Cameroon January 2024 Letter from Ron

It was mid-evening in the quiet darkness around the hospital when I walked to the 24 bed women's ward to meet with the worried internal medicine residents on call.  There was a surreal looking tint to the moonlight through the dusty air from the dry season and  sand aloft from the Sahara gave a sepia appearance to the mountains around us and the dry highland foliage along my path..  This time of night in the low lit ward, the very quiet background of muted conversations despite the number of patients, many with children sharing the hospital beds, gave a warm homey feeling in the long room with beds on both sides.

There was tension, however,  at the 27 year old mothers bedside with two nurses and two residents in attendance.    She was admitted to the hospital in the early evening holding her 5 month old baby and having extreme difficulty breathing even at rest.  She had very low oxygen levels and her blood pressure was barely detectable.   We had been teaching the residents to use their hand held ultrasound device to evaluate the heart. Together we worked to sort out how each of the valves and chambers and cardiac walls were working.    She had a classic peripartum cardiomyopathy. (Severe failure of pump function on both sides of the heart that develops a month before delivery or within 5 months postpartum).  This zone of Africa is one of the epicenters of the disease.  So many young women throughout Africa and especially in this region do not survive this event but if we can get them through the dangerous period, 1/3 have complete recovery and 1/3 have moderate recovery.

Throughout the two training weeks I was at Mbingo Hospital we had three severe peripartum cardiomyopathy patients and all the residents learned how to make accurate diagnosis with the ultrasound device and most importantly the subtleties of when to use certain cardiac medications and the order to start them, usually ending up with the patients on 5 medications carefully balanced.   We have all the proper medication here (generics) with the newer versions used in highly developed countries slightly more effective but very expensive.  My input and training for these 3 women made a difference and the trip would be worthwhile for these cases alone but most importantly, the residents are now expert in this disease presentation and the multiplying effect as they additionally care for patients and share their new expertise is what we strive for.  Below is a picture of this mother and child (with permission for teaching).   The other two women did well and were also up walking around the wards before I left.  This  case represents one of many different cardiac diseases with diagnostic and management teaching opportunities that the residents will use lifelong.

Leprosy village on the hospital grounds from the old days of multiyear treatment, now cured in 6 months of Rx.  Housing is mainly used now by hospital workers but we see many people around with leprosy damage.
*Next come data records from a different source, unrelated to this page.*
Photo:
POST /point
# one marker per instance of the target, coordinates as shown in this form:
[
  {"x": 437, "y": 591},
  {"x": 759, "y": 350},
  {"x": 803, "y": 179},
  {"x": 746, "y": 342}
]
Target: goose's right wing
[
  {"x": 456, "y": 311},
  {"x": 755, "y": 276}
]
I was asked  "Don't just send pictures on patient's, send some pictures of you guys".     This is the guest hostel.  I am smiling because I am done lecturing (frequently 2 lectures a day) and done with ward and consult teaching.   No Colleen in this picture----this hospital was in a US Embassy no travel zone and no help available for American citizens, so we decided to only have one parent/grandparent on this trip.  I started to write up the security events that happened and planned to share the email after I was back, but changed to I'll let you know in person if requested.  I have great concern for the Cameroonian  hospital leadership l left behind.   I was able to debrief and counsel a number of people that were traumatized during those two weeks. 

Included below is one of the many houses Colleen has contributed to building for very special nationals with decades of selfless service and no place to stay without rent ( 1/3 of their $80/month pay) or for a pre-retirement home as in this case.    The lady in the picture who we have known for 14 years will live here with her daughter and grandson.   The small amount that I brought with me will allow her to put ceilings in the house and bring gravity flow water to the kitchen and bathroom and then they will move in.

The three of them have spent the last 20 years in a 12 ft X 14 foot space on the hospital site despite her being the onsite hostel caretaker, cook, and mamma to the visiting nurses, technicians and docs and doing her role with such love and skill.    We help many  at the places we work overseas in small ways who are special in their roles but not recognized by the hospital for their special and competent roles but only a small group of unique people get partial support to build a house of their own.  

The market across from the hospital.  Everything you need (except shampoo, diet coke, and potato chips much to my distress!!)

There is enough fresh food and basic items that one could live at Mbingo Hospital and never need to shop in the big city one hours drive to our south.

Lots of stories to share with you, and looking forward to catching up on your lives.   I'll be home in a few days.   I am in the capital of Cameroon, Yaounde, and out of the embassy no travel zone and very safe.